Research in our laboratory is directed toward the development of synthetic methodologies based on the inherent reactivity of alkyne that enable the total synthesis of complex bioactive molecules. Currently, synthetic methodology development in our group is primarily focused on four different activation modes of alkyne, such as hetero-atom activation (ynamide chemistry), triazole pre-activation, transition metal activation and the transient isomerization. We also enjoy the opportunity to utilize our own-developed methodology in complex bioactive natural product total synthesis.
we have developed a cascade reaction that includes NBS-mediated addition of allyl alcohols to ynamides, Claisen rearrangement, and dehydrobromination, providing a simple and efficient route to (2Z)-2,4-dienamides, a type of useful intermediate in organic synthesis.
We have developed a rhodium-catalyzed intramolecular [3 + 2] cycloaddition with N-sulfonyl-1,2,3-triazoles as the 1,3-dipole precursor, which showed excellent stereoselectivity and allowed for a quick access to the scaffold of Aspidosperma- and Kopsia-related alkaloids. Based upon its operational simplicity and the mild reaction conditions, the current approach may open up a new and efficient access to an array of valuable indole alkaloid analogues. The total synthesis towards the related alkaloids is ongoing.

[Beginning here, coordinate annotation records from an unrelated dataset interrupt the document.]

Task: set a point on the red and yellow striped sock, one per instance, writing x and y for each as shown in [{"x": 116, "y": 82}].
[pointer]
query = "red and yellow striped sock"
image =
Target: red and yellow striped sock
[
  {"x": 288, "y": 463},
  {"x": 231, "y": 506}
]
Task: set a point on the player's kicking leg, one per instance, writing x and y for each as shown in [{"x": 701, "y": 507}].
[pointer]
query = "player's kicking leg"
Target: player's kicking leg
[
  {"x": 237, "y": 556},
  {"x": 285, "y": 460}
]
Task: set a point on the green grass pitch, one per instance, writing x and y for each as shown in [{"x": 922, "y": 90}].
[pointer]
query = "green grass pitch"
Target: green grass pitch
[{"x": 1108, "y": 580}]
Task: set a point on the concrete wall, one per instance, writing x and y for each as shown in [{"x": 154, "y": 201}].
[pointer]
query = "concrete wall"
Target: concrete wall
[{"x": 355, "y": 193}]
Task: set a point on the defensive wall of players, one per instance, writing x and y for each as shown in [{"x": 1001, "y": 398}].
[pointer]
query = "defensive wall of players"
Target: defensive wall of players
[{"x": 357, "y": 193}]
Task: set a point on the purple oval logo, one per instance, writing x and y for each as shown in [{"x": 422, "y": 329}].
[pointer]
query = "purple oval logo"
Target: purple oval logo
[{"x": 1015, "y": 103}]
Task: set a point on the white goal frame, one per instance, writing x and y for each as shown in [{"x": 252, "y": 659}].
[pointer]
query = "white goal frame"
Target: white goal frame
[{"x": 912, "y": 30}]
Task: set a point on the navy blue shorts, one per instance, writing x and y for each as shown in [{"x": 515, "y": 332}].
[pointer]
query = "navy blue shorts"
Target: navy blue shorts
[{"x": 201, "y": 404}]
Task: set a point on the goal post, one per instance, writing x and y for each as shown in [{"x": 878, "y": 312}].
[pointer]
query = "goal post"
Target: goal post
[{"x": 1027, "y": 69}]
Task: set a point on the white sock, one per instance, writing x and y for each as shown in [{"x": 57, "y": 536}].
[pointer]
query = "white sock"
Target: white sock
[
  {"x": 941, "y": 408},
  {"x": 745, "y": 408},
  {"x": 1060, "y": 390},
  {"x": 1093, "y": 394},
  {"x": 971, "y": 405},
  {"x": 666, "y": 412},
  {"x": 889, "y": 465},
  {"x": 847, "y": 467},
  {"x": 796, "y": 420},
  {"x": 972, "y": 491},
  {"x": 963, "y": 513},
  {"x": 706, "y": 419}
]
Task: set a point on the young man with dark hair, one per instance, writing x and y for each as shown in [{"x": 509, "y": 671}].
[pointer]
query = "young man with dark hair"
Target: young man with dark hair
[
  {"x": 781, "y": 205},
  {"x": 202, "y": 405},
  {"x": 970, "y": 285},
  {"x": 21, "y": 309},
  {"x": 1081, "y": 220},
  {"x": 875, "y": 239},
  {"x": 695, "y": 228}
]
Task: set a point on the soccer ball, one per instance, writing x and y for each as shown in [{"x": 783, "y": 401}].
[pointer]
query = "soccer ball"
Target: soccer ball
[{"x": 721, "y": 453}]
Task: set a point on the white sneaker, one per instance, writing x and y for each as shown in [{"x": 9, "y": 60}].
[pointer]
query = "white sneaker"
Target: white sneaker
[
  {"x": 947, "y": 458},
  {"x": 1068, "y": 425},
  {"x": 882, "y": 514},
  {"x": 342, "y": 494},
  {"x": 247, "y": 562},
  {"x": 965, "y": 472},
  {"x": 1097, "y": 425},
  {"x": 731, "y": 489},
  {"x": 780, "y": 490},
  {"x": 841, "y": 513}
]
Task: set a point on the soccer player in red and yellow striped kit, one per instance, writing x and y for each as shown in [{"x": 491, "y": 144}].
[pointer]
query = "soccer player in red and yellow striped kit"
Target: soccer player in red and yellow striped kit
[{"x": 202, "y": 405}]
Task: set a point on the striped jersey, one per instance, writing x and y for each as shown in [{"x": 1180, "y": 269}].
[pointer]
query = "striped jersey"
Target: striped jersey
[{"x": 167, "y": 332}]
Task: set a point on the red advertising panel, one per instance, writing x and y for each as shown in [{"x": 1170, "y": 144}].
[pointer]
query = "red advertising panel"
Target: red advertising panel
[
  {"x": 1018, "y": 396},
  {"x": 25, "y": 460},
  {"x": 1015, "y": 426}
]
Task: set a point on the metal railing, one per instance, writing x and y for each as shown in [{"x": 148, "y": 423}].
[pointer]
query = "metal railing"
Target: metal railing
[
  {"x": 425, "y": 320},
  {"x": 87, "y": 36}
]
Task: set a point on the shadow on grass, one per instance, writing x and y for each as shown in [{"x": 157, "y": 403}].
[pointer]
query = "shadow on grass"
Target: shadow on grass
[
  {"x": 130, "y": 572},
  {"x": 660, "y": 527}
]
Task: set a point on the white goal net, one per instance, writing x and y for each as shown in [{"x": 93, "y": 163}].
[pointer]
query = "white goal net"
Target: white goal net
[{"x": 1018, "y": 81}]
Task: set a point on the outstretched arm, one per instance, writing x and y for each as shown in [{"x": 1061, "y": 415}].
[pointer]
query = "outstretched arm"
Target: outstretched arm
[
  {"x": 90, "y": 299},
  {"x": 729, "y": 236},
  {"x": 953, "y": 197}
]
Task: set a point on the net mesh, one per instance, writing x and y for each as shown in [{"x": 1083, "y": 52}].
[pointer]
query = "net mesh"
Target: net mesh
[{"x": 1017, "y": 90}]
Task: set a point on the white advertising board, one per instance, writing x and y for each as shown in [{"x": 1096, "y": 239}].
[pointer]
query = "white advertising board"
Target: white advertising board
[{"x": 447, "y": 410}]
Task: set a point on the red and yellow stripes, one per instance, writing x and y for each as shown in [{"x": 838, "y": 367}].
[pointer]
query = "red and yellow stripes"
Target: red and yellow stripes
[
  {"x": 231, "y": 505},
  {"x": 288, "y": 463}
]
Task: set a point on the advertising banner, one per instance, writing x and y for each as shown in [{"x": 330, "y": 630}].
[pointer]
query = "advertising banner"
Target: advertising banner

Transition metal activation
We developed a palladium-catalyzed cascade cycloaddition/cyclization reaction of ortho-alkynylbenzaldehydes giving products containing the [2.2.2] bicyclic lactone core structural unit found in chaetophelnol C which was isolated in 2013 from epigenetic manipulated Chaetomium indicum by Oshima and co-workers. The new reaction not only leading to a one-step construction of tetracyclic core structure of chaetophenol C but also providing its correctly placed functionality from two simple starting materials under very mild condition. The developed chemistry was also successfully applied to the first total synthesis of chaetophenol C and dozens of its analogs.
We have developed a new, metal-free, and one-pot synthetic route to substituted pyridines, which employs a cascade reaction sequence from an α,β-unsaturated ketone and a phosphazene (both produced in situ), involving an aza-Wittig, a 6π-3-azatriene electrocyclization reaction, and a [1,3]-hydrogen shift. Based upon advantages such as simple operation, broad functionality tolerance, and significance of the multisubstituted pyridine products, this method provide a significant potential in organic synthesis. Recently, the total synthesis of three pyridine-containing natural products including suaveoline, norsuaveoline and normacrophyline was achieved in our lab by using our own-developed methodology.
Natural Product Total Synthesis
We have also working on strategy-enabling natural product total synthesis. Some selected targets are shown as above. Recently, we have accomplished the total synthesis of arboridinine.